John Surr, the clerk of the Langley Hill Meeting of the Religious Society of Friends, also known as Quakers, said placing the banner grew out of a church “minute,” a statement of its members’ views on a particular topic.
“We meet for worship every Sunday. In the Quaker way of doing things, because we don’t have a minister, we get together once a month and decide, in unanimity, on all the issues that are before the meeting, Surr said.
“When we feel led by the divine spirit to declare something to ourselves and the world, we adopt a ‘minute.’ We sometimes come to real unity, which surprises us, amazes us, and delights us.
“We did in November on a minute meeting on how we feel about the war situation.”
Since then, he said, the Langley Meeting has sponsored a Tuesday evening “peace vigil” at the U.S. Capitol in Washington. The 5:30 p.m. gathering has attracted as few as 12 and as many as 60 people, Surr says.
The banner was made up for those vigils. But about a week ago, someone suggested that it be displayed on the church between the Tuesday peace vigils, Surr said.

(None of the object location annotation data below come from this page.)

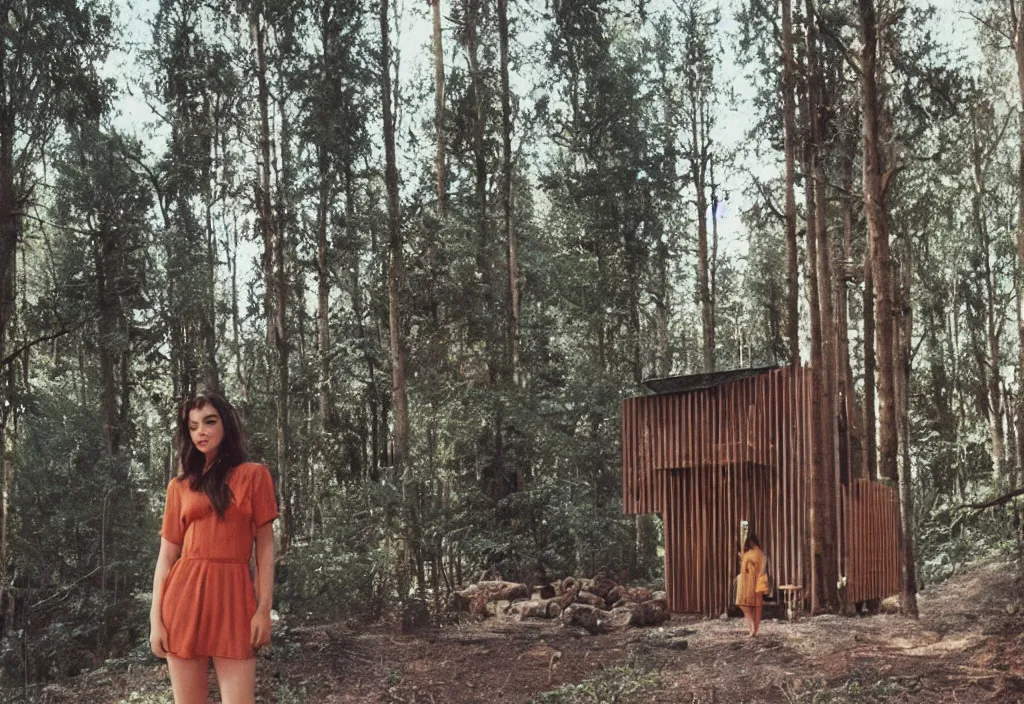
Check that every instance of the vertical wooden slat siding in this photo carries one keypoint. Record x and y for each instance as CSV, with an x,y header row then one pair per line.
x,y
710,458
872,569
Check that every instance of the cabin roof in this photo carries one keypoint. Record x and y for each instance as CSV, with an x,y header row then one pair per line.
x,y
679,385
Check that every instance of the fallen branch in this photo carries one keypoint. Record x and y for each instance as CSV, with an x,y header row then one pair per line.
x,y
998,500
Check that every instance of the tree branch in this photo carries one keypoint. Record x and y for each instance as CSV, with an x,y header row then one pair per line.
x,y
46,338
998,500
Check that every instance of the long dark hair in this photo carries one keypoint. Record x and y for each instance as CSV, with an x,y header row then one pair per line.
x,y
752,541
230,453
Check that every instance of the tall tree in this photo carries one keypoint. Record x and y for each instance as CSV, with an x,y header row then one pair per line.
x,y
787,86
508,204
275,288
396,272
699,68
438,104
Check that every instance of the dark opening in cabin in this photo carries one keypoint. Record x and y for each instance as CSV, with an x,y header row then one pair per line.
x,y
710,450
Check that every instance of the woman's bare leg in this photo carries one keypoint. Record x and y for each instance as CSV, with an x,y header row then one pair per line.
x,y
188,679
237,679
749,617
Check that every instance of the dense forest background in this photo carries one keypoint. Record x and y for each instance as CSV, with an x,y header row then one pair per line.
x,y
428,289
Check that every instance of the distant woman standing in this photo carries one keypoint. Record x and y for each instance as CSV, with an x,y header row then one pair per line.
x,y
749,599
204,602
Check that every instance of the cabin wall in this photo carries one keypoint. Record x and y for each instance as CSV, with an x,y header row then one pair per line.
x,y
708,459
870,540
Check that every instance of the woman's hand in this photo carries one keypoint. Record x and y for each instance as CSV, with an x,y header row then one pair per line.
x,y
260,628
158,639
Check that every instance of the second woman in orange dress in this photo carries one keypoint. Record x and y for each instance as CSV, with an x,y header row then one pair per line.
x,y
205,605
752,564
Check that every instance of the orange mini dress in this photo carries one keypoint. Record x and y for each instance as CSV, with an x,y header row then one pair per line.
x,y
208,598
752,565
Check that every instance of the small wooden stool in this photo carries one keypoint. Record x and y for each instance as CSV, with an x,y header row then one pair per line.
x,y
793,601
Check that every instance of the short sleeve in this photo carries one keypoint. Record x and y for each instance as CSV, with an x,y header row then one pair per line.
x,y
263,498
173,529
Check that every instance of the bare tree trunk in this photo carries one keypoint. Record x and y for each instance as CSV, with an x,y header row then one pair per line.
x,y
878,227
903,326
698,166
827,492
107,323
327,414
870,424
993,362
396,272
845,371
439,105
507,193
273,274
1017,32
790,145
820,499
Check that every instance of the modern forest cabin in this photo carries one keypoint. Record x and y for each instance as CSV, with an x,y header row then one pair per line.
x,y
710,450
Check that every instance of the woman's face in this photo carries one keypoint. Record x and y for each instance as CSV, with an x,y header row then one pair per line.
x,y
206,429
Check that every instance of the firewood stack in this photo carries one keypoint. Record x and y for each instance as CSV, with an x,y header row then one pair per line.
x,y
598,605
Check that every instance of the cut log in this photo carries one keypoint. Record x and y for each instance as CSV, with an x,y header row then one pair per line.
x,y
591,599
504,591
568,596
544,591
627,595
544,609
652,613
592,620
601,585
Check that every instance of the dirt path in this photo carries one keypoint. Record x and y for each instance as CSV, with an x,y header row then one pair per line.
x,y
967,647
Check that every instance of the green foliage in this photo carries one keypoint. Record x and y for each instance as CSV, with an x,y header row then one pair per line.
x,y
619,685
861,688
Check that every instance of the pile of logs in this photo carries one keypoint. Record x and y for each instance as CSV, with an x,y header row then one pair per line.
x,y
597,605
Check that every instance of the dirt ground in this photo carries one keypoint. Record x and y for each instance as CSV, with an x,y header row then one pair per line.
x,y
967,647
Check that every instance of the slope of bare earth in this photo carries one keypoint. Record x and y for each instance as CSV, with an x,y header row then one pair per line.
x,y
967,647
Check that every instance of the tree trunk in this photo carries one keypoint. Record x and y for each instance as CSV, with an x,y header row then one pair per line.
x,y
327,414
993,362
507,193
396,273
272,264
698,165
903,326
439,105
1018,34
878,227
790,145
845,371
107,322
870,427
826,495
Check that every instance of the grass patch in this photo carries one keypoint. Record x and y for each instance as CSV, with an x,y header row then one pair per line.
x,y
613,686
858,689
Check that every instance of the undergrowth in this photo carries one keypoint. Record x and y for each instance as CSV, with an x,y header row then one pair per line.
x,y
613,686
858,689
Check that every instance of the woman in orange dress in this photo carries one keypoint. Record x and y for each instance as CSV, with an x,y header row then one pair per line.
x,y
752,564
204,602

“The message that we are trying to convey is a positive one about peace. It is not just the absence of war. It starts with each of us, and grows.
“We hope that everyone in society, but especially our leaders, takes that message to heart and applies the idea to the problems that confront us, including Iraq.”
“ALL WAR IS SIN,” said John S. Weyant, minister of the Dranesville Church of the Brethren in Great Falls. As Brethren, he said, “We seek non-violent ways of resolving conflict. We see war as contributing to conflict, rather than diminishing it.
Brethren churches in the area have been holding Sunday evening meetings where high school students have studied peace as an alternative to war, and nonviolent ways of resolving conflict, Weyant said. Between 25 and 30 students have been attending.
“My prayer for the [national] leadership is that we would seek peace, rather than war,” Weyant said. “It just breeds anger and resentment. I can’t see that anything good is going to come out of this. It grieves my heart greatly to think that this is the road we have chosen to follow,” he said. “It is wrong-headed.
The Church of the Brethren is a congregation that lives by a German expression meaning “the quiet in the land,” Weyant says.
“We strive to live among people in a quiet and respectful way, allowing our lifestyle to proclaim the Gospel for us,” he said.
“We see that lifestyle as including all the attributes of Christ, including a nonviolent way of dealing with problems in our society.”
His church also supports the World Council of Churches initiative to make this “the decade to overcome violence,” Weyant said. “I love to sit and talk of this.”
Additional sessions on peace for senior high school students are scheduled on Feb. 16 at the Midland Church of the Brethren, 10434 Old Carolina Road, and on Feb. 23 at the Manassas Church of the Brethren, 147 Nokesville Road, off Rt. 28 in Manassas.
AT THE LUTHERAN CHURCH of the Redeemer in McLean last Sunday, Pastor George Evans did an exposition sermon on the 40th chapter of Isaiah, he said.
“It’s not safe for religious leaders to dance around the issue that as best we know, the evidence is clear that Saddam Hussein is truly an evil man,” Evans said. “His actions speak for themselves. [But] There are many evil people.
“The question is how, now, do we deal with this evil person? We have seen in past times, when people were silent in the face of evil, evil triumphed for a time until God sorted it out. History is filled with those examples.
“You cannot be quiet in the face of evil,” said Evans, a former officer in the Navy.
“Peace must be closely connected to justice. Peace must always preserve life. You do the things that are needful to preserve life.
That is the judgment which, as a nation, the president and [his] advisors, as well as other nations are wrestling with.
“We must all participate. In a free society, it is not the president who goes to war. It is our sons and daughters. We go to war.
“That is the question: Is this needful to preserve life, and insure justice, in a peaceful world?”
“I trust our people to have the ability to make up their own minds,” Evans said. “The desire is always for peace.”